Part one of a two-part series on the Nexus Global Studies program

When people think of destinations for student travel, most envision the usual European settings: Spain, Italy, France. But most people are not Willy Fluharty. Fluharty pictures students staying with Bedouins in Morocco, learning about Hinduism in Nepal, or irrigating a school garden in Zimbabwe.
Fluharty is the Director of Nexus Global Studies at Cape Henry Collegiate School (CHC) in Virginia Beach, Virginia. CHC is a private school that currently serves 950 children in grades pre-K through 12. It is long-established and well regarded, but many parents choose it because of its global focus and the opportunities it provides, starting in fourth grade, to travel with Nexus. Fluharty is happy to admit that the goals for the unconventional trips he has been organizing since 2003 have more to do with forming character than anything else.
“All travel is good, but it’s not all the same,” Fluharty says. “In Europe, the food is familiar, and the people look like them. But I want to take them out of their comfort zone and put them in a growth zone, where they are forced to adapt, to get comfortable with the risk of the unknown. I seek out adventures where there is very little western influence, where they are so far away from what they are familiar with that everything is new—new sights, smells, and people. They come back different.”
The Nexus Global Studies program has sent students to over 50 countries and to every continent but Antarctica. Some trips focus on service, such as hurricane cleanup, building schools, or helping at orphanages. Others center on science or language immersion. Fluharty has taken students to stay with the Kutump tribe in Papua New Guinea, where they participated in a bride price ceremony and a “sing-sing”—a traditional festival of singing and dancing. He also led a trip to India, where, after spending three days learning about Buddhism, students visited the Dalai Lama at his home. In 2006, CHC was the first US school to be welcomed by the government of Bhutan in South Asia.
“Visiting Bhutan at that time was like going back in time,” Fluharty says. “It is incredible to take kids to see a place that very few people have seen. It’s a unique experience. It’s like plugging their soul into a socket—they are electrified with an energy they haven’t known before.”
It is this potential for personal change that has inspired the leadership of CHC to make trips like this part of their school DNA. Last year, over 500 CHC students traveled through Nexus, which operated more than 30 programs, both domestic and international.
The travel options begin in fourth grade and continue through senior year. Most take place over the summer, and each time, there are six to eight international options, which range from 14 to 19 days in length. Last year, according to Fluharty, 61 percent of the graduating class had participated in at least one of the international programs.
Fluharty finds that cross-cultural trips stretch students mentally, physically, and spiritually. Students often stay in huts or tents. The bathing facilities are basic, and the food may be very different from what they eat at home. The kids often end up wrestling with issues like, Why do they seem happier than we do? According to Fluharty, students “question their materialism and who they are as a person.”
Fluharty also sees the children grow in courage and flexibility. “Kids who travel have higher self-confidence on so many levels because they have learned to deal with fear,” Fluharty says. “When you’re traveling, it’s unpredictable. Sometimes a bus breaks down and kids ask, What will we do? Often there’s not a lot of structure. But the kid that can thrive in an unstructured environment is a kid that’s going to thrive in life.”
Fluharty, who has joined almost every senior trip since 2004 (and other trips as well), is convinced that global exposure has a significant effect on civic engagement at home.
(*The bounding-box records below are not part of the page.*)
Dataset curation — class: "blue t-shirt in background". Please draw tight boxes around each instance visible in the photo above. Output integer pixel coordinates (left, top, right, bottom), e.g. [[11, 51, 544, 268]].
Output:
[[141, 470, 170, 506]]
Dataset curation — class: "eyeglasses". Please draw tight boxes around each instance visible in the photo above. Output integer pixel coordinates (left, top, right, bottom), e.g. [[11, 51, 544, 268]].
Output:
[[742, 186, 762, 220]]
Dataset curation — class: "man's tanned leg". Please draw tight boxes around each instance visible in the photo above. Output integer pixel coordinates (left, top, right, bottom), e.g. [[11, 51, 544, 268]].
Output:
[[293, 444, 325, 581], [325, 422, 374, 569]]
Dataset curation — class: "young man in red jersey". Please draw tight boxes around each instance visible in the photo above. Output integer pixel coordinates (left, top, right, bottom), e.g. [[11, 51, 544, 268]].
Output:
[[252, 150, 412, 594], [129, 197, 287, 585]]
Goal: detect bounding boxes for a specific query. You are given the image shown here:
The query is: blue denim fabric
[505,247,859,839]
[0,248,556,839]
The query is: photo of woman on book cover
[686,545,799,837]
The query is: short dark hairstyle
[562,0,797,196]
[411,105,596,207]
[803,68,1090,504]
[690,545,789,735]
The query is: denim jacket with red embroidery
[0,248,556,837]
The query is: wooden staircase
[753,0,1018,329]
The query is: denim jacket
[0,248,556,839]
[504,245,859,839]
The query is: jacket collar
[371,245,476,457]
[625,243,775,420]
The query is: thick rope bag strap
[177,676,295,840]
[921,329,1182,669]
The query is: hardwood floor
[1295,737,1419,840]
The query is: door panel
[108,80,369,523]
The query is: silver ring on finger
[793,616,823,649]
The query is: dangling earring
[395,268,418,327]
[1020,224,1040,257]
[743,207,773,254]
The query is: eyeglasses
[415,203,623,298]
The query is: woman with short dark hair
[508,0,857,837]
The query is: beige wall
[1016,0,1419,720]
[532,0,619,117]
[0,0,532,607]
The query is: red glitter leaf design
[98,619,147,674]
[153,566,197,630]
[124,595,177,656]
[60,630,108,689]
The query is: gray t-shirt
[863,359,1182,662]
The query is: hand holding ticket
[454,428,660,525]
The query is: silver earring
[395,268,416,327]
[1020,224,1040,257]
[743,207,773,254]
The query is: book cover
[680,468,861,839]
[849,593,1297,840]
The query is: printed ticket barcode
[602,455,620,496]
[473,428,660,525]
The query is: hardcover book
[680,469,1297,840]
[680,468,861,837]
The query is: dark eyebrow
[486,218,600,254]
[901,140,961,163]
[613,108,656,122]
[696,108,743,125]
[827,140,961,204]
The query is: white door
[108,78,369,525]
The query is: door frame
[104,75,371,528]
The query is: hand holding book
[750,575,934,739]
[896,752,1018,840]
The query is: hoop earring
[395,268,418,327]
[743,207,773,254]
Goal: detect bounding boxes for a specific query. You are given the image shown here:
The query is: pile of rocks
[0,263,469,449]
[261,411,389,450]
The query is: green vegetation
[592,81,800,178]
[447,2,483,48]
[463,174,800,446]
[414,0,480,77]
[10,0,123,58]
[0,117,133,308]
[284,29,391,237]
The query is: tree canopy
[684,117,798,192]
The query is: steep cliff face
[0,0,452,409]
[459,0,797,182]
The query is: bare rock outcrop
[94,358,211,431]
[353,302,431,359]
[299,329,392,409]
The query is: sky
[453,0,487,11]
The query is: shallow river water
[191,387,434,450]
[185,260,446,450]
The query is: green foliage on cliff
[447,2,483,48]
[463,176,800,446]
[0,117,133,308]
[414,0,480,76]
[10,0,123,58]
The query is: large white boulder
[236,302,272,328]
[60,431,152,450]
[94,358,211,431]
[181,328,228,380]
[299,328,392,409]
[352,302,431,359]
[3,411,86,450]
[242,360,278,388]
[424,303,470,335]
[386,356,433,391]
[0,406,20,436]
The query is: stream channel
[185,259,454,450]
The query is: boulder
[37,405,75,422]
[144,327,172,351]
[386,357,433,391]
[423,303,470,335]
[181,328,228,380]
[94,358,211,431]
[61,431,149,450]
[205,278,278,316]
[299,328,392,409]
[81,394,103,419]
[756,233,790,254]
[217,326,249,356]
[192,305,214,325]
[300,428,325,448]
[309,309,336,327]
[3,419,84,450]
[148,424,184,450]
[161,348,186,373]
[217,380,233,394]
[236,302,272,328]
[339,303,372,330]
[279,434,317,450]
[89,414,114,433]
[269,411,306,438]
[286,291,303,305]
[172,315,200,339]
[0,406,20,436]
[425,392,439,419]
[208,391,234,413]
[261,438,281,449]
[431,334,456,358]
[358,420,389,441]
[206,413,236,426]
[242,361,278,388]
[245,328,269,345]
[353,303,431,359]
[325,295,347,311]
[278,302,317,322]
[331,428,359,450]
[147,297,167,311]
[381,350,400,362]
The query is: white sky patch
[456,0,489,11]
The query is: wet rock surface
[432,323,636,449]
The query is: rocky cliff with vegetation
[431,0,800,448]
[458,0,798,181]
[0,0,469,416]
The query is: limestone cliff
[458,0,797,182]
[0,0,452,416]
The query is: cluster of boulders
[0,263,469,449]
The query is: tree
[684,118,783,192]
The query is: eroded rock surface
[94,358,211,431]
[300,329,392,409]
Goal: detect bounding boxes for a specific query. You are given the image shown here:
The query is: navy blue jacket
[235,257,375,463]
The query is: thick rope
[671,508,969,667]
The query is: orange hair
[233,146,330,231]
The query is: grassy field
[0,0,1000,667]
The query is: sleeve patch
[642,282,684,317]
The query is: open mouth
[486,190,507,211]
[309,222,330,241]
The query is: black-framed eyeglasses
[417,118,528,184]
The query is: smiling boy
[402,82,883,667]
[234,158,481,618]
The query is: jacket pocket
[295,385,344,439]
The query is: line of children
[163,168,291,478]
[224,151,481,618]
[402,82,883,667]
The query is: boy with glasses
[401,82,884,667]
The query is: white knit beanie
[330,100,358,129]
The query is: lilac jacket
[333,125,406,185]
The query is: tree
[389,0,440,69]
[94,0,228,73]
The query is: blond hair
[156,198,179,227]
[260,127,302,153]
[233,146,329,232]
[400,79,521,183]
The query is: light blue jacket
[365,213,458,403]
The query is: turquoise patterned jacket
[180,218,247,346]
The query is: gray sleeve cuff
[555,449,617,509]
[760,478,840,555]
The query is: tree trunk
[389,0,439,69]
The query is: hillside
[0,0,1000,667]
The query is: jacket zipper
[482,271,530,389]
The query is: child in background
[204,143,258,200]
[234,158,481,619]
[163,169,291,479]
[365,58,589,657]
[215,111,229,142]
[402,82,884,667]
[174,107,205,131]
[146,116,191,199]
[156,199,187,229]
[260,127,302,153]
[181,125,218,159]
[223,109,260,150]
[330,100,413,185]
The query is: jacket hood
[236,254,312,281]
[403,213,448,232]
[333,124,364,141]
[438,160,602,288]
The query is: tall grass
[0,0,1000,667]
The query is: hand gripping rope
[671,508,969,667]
“My goal is to create better American citizens,” Fluharty says. “Travel makes students question who they are and American society and culture in general. I want them to come back and have a better ability to make an educated decision when they go to vote for somebody. They have become more multicultural, sensitive, and understanding. And these are all important qualities for a better American citizen.”
The examination of personal values, the development of courage, and the deeper concern for the greater good that Fluharty sees emerging from the Nexus program coincide with what sociologist James Davison Hunter refers to as “moral education.” In The Tragedy of Moral Education in America, he writes:
The purpose of moral education is to change people for the better and, in so doing, to improve the quality of life in society, so that, individually and collectively, we can become better people than we might otherwise be.
This moral education can happen in the classroom, but in the Nexus program, Fluharty and CHC have found a way to ensure it extends outside the classroom as well—even in far-flung destinations on the other side of the globe.